Evirip çevirir. Şekerşey'de aynı merakla abisinin yanında yer alır. Bir süre
sonra Meraklının meraklı bakışları mutlulukla kocaman olur açılır.
"Hey dede! Ne zaman şehire gittin de bana bu dinozor
oyuncağını aldın."
Her an sevinci ve şaşkınlığı büyümektedir.
"Çok gerçekçi. Sanki gerçek gibi."
Artık gece olmuştur. Çocuklar odalarına çekilmiş yeni
oyuncaklarıyla oynamaktadırlar. Kanatlarını iki yana açıp havada uçurmakta hertürlü
akrobatik hareketleri yaparak oyunlarının tadını çıkarmaktadırlar.
Ta ki...
Yavaş yavaş Dinodört'ün gözleri açılıp ta, kendini korkuyla
bir kenara atıncaya kadar. Aynı korkuyla çocuklarda kendilerini odanın bir
başka köşesine atarlar.
İlk diyaloğu başlatan Dino4 olur.
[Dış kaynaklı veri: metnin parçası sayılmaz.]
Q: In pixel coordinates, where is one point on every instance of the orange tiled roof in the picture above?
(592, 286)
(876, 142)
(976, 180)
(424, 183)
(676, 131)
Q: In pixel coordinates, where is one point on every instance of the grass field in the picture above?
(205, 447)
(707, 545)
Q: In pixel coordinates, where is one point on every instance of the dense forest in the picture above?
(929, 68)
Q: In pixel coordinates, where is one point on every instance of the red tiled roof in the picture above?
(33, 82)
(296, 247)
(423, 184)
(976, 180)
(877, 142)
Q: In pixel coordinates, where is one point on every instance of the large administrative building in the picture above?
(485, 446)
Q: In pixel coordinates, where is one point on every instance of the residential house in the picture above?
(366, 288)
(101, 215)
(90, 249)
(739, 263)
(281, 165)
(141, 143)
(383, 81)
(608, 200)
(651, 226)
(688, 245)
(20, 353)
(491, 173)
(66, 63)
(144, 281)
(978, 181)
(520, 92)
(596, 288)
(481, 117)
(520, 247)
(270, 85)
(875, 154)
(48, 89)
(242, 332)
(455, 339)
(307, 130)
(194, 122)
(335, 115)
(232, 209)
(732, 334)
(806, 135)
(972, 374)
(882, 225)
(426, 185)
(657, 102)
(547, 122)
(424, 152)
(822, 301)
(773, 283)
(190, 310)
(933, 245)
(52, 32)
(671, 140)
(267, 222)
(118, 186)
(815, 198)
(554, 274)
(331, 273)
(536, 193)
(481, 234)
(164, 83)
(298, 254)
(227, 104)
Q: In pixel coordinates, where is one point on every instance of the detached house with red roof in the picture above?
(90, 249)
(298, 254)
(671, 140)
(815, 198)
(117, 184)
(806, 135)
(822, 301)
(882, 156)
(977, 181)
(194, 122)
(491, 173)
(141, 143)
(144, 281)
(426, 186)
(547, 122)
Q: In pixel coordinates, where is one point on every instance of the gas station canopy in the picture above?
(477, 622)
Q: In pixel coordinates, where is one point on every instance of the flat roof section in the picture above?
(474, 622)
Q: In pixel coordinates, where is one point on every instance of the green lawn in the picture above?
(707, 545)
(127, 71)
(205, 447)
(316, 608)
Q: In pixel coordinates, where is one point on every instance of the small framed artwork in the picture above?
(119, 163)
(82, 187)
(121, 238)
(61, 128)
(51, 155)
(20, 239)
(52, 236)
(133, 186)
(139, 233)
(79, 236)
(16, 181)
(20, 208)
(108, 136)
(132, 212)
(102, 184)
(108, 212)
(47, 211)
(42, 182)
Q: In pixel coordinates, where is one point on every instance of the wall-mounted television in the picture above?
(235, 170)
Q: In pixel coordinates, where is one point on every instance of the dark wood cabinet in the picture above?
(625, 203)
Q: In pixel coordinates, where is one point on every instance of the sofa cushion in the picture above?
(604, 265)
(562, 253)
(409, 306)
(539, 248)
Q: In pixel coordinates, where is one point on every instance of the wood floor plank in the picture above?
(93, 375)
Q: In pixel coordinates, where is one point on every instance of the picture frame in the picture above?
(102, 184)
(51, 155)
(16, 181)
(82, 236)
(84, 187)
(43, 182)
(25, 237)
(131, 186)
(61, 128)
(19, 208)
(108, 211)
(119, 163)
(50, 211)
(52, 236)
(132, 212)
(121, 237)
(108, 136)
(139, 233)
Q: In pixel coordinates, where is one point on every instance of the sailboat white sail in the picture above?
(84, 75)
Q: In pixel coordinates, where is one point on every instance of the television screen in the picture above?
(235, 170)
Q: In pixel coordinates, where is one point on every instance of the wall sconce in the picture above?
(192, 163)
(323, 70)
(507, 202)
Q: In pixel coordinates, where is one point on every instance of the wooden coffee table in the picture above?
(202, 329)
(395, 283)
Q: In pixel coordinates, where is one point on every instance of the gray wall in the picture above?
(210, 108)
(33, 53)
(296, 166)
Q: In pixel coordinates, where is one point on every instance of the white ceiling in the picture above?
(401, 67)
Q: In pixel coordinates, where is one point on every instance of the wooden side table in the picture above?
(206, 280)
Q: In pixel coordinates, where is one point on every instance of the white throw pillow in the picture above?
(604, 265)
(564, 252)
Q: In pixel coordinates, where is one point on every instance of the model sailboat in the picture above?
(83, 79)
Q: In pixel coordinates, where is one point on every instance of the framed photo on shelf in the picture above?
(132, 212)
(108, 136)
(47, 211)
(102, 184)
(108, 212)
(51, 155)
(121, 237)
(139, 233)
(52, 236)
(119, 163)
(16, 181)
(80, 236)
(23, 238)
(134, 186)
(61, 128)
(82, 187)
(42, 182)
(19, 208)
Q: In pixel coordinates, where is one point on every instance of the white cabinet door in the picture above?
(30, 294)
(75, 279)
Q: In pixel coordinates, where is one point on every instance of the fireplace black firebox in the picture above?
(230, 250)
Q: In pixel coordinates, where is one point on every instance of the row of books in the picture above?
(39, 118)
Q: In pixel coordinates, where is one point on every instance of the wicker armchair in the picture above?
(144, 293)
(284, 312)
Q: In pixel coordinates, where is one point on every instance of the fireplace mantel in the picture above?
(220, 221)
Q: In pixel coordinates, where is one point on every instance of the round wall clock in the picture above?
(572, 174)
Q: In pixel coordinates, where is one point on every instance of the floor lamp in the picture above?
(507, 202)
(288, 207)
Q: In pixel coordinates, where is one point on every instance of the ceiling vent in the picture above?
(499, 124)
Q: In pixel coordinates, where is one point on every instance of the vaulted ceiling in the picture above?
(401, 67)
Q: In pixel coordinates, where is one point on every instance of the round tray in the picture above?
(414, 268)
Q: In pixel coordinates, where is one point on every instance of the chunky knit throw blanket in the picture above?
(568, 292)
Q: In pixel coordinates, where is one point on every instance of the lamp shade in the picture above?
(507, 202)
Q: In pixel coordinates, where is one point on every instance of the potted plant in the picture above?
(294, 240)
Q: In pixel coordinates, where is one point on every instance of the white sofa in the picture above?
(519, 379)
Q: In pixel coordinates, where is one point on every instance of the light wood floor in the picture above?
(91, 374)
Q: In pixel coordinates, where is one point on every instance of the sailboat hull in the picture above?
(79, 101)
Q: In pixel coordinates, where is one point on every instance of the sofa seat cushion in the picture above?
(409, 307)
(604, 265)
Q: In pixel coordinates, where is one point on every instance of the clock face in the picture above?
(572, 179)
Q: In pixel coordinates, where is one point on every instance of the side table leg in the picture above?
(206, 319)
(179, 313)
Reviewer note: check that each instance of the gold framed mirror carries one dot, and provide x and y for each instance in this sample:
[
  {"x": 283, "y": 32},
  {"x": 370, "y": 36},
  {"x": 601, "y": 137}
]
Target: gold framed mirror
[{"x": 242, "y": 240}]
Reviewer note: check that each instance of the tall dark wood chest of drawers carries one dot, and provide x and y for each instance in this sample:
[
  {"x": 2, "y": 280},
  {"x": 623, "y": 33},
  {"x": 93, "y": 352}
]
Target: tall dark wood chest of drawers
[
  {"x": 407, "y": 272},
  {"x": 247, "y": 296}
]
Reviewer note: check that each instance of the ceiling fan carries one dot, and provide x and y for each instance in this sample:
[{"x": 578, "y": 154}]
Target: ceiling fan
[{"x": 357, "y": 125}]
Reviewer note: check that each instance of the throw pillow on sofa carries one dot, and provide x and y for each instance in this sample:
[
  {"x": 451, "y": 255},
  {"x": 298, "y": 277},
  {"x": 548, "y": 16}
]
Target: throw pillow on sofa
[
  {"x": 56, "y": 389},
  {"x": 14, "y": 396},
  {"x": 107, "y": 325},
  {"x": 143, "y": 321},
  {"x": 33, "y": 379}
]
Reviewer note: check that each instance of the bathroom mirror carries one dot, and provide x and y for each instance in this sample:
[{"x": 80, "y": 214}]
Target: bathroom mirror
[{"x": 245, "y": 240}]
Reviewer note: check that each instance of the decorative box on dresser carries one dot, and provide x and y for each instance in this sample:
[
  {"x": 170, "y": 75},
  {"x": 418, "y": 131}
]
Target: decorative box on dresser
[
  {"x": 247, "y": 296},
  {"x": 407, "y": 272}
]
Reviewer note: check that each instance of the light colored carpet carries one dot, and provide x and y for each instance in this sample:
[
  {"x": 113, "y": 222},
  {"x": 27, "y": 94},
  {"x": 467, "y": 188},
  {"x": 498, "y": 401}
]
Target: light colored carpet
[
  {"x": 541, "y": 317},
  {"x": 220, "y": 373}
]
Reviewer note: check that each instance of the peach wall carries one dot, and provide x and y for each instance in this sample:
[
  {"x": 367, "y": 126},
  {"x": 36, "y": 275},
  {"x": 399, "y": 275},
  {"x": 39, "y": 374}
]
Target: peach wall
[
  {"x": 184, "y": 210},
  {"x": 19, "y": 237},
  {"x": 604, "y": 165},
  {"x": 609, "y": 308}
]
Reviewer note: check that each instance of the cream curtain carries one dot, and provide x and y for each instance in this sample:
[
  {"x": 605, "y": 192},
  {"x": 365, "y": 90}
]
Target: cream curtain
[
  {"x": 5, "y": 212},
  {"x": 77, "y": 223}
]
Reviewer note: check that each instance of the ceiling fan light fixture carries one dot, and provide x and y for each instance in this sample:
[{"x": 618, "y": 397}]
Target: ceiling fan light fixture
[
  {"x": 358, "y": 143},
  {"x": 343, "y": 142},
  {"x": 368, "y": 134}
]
Usulca konuşmaya başlar.
"Ben başka bir gezegenden geldim ve sizinle arkadaş
olmak isterim."
Ve hikayesini anlatmaya başlar. Gezegeni Münya'dan bahseder. Paslı robotlar
imparatorluğundan...Kralları Robotika'dan...Onun kötü idaresinden. Robotların ise yaşadıkları gezegeni nasıl
büyük bir çöplüğe çevirmelerinden...
...
Atmosferin az ötesinde KAOS isimli uzay gemisinde Takır ile
Tukur'un didişmeleri devam etmektedir.
"Eyvah" der, Takır.
"Dino4 dünyalılara sığındı. İlk fırsatta onu yakalayıp
Münya'mıza geri götürmeliyiz."
...
Dino4 ilginç olan hikayesini henüz bitirmiştir ki Şekerşey
çoktan yatakta olduğu yerde uyuyakalmıştır. Meraklı ise meraktan çatlamıştır.
Dinodört'ün hayatlarına girmesiyle kimbilir ne maceralar beklemektedir
kendilerini...
...
Tembelsemer yattığı hamakta gözünü gökyüzüne dikmiş
yıldızlara adeta tek tek bakınmaktadır.
"Şu koca evrende çalışmanın olmadığı bir dünya yok
mudur arkadaş ya...Yalnızca uyumanın ve yemek yemenin olduğu bir dünya..."
2. BÖLÜM
YENİ ARKADAŞLAR
Yaylak'ta herzamanki gibi sabah gün ışımasıyla birlikte
horoz'un da bunu bütün tabiata haykırmasıyla başlamıştır. Haksever Dede yine
herzamanki gibi çocuklara nefis bir kahvaltı masası hazırlamıştır.
"Çocuklar güne iyi bir kahvaltı ile başlamalıyız!"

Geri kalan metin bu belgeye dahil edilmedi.